骨盤臓器脱手術を受けたら性行為は大丈夫? 十分に配慮しています。

わたし、子宮脱の手術を受けたいんです。

でも私たち、夫婦生活があるんです。

手術を受けたら性行為に支障が起こりますか?

こんな疑問に答えます。

 

 

おはようございます。

辻仲病院柏の葉 骨盤臓器脱外科医師の赤木一成です。

毎日のように骨盤臓器脱手術を行っています。

 

40代50代の若い人であれば、骨盤臓器脱の手術後に性生活がどうなるか、気になることと思います。

 

今回は、この「術後の性生活」への対処法について、解説いたします。

 

どの骨盤臓器脱手術でも基本的に性行為は可能です。

ただし膣側からの手術では、性行為時に違和感や痛みを生じる可能性があります。

 

子宮脱や膀胱瘤の手術には、経腟手術(膣側からの手術)と、経腹手術(おなか側からの手術)があります。

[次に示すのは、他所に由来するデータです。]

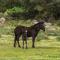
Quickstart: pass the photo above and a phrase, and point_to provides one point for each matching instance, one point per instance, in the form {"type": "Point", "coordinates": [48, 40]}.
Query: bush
{"type": "Point", "coordinates": [14, 12]}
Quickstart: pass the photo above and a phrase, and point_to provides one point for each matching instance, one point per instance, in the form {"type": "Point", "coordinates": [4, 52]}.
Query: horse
{"type": "Point", "coordinates": [26, 32]}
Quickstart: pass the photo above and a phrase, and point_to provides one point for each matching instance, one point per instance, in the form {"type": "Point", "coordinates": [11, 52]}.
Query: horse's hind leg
{"type": "Point", "coordinates": [16, 40]}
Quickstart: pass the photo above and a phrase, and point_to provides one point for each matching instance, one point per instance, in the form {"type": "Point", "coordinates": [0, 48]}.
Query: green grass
{"type": "Point", "coordinates": [46, 49]}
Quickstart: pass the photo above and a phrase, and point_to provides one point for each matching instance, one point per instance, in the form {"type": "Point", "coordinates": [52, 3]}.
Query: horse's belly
{"type": "Point", "coordinates": [28, 34]}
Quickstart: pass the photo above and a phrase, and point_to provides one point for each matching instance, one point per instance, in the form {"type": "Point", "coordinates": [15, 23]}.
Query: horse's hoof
{"type": "Point", "coordinates": [14, 46]}
{"type": "Point", "coordinates": [23, 47]}
{"type": "Point", "coordinates": [33, 46]}
{"type": "Point", "coordinates": [19, 46]}
{"type": "Point", "coordinates": [26, 47]}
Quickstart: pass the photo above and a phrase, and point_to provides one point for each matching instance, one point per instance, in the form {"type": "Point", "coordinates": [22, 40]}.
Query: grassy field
{"type": "Point", "coordinates": [46, 49]}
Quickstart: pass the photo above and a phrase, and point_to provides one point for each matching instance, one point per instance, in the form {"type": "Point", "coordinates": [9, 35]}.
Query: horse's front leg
{"type": "Point", "coordinates": [26, 43]}
{"type": "Point", "coordinates": [33, 42]}
{"type": "Point", "coordinates": [23, 41]}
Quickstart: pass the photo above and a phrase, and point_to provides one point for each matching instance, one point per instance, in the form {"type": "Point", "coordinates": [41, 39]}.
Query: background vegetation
{"type": "Point", "coordinates": [24, 12]}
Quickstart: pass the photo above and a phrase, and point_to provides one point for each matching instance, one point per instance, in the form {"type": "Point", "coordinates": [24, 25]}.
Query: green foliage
{"type": "Point", "coordinates": [14, 12]}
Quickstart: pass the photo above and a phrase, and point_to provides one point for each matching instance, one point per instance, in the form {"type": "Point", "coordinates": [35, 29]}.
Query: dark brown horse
{"type": "Point", "coordinates": [27, 32]}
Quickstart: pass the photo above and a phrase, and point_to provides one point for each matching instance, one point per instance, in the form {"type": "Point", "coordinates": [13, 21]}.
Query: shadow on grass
{"type": "Point", "coordinates": [48, 47]}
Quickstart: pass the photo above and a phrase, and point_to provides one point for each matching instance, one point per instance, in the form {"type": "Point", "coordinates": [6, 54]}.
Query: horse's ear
{"type": "Point", "coordinates": [35, 21]}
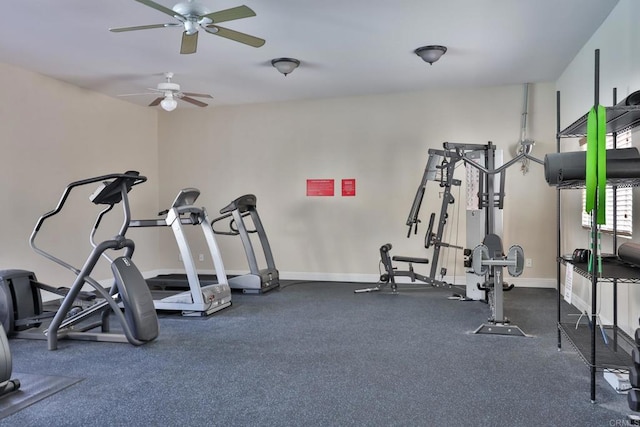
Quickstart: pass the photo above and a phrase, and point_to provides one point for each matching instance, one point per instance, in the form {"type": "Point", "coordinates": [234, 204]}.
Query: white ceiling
{"type": "Point", "coordinates": [346, 47]}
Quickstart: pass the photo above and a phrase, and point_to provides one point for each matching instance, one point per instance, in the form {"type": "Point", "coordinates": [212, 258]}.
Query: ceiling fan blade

このうち↑経腟手術は、膣壁を5㎝くらい切る必要があるので、ここに傷あとができます。

 

だから性行為時に、違和感や痛みを生じる可能性があります。

「性生活の質」で評価するなら、性生活はできるけど違和感が起こりうるので、〇△×のなかで、「△」というところでしょうか。

 

(参考)昔行われていた手術では、性交不能になるケースがあった。

ちなみに、過去に行われていた経腟手術は、「子宮を取って、膣壁を強く縫い縮める方法」が主流でした。

 

子宮を取ると、膣が浅くなります。

また膣壁を強く縫い縮めると、膣が狭くなります(狭窄)

 

だからこの方法では、性行為が不可能になるケースがあったんです。

「性生活の質」で評価するなら、〇△×のなかで、「△~×」というところでしょうか。

 

現在当院では、この「子宮を取って、膣壁を強く縫い縮める方法」はやっていません。

 

おなか側からの骨盤臓器脱手術なら、性行為障害を生じる可能性は低いですが・・・

 

この↑経腹手術(腹腔鏡下仙骨膣固定術)であれば、膣壁に手を付けません。

だから性交時に違和感や痛みを生じる可能性は、経腟手術より低くなります。

 

「性生活の質」で評価するなら、〇△×のなかで「〇」になりやすいんです。

 

ただしこの経腹手術は・・・

手術時間が長い

(原則として)子宮を取る

おなかを切って内臓を切ったり縫ったりする

だから手術の侵襲(ダメージ)が大きくなる

おなかの中に一生メッシュを留置する必要がある

などの短所があります。

 

だから経腹手術は、「性生活を重視し、そのために上記の短所を受け入れられる若い人」に向く手術です。

 

性生活を重視しない人には、経腟手術をおすすめしています。

手術時間が短く、子宮を温存でき、おなかを切る必要がなく、だから手術の侵襲が小さく、基本的にメッシュも不要で、再発もほとんど無いからです。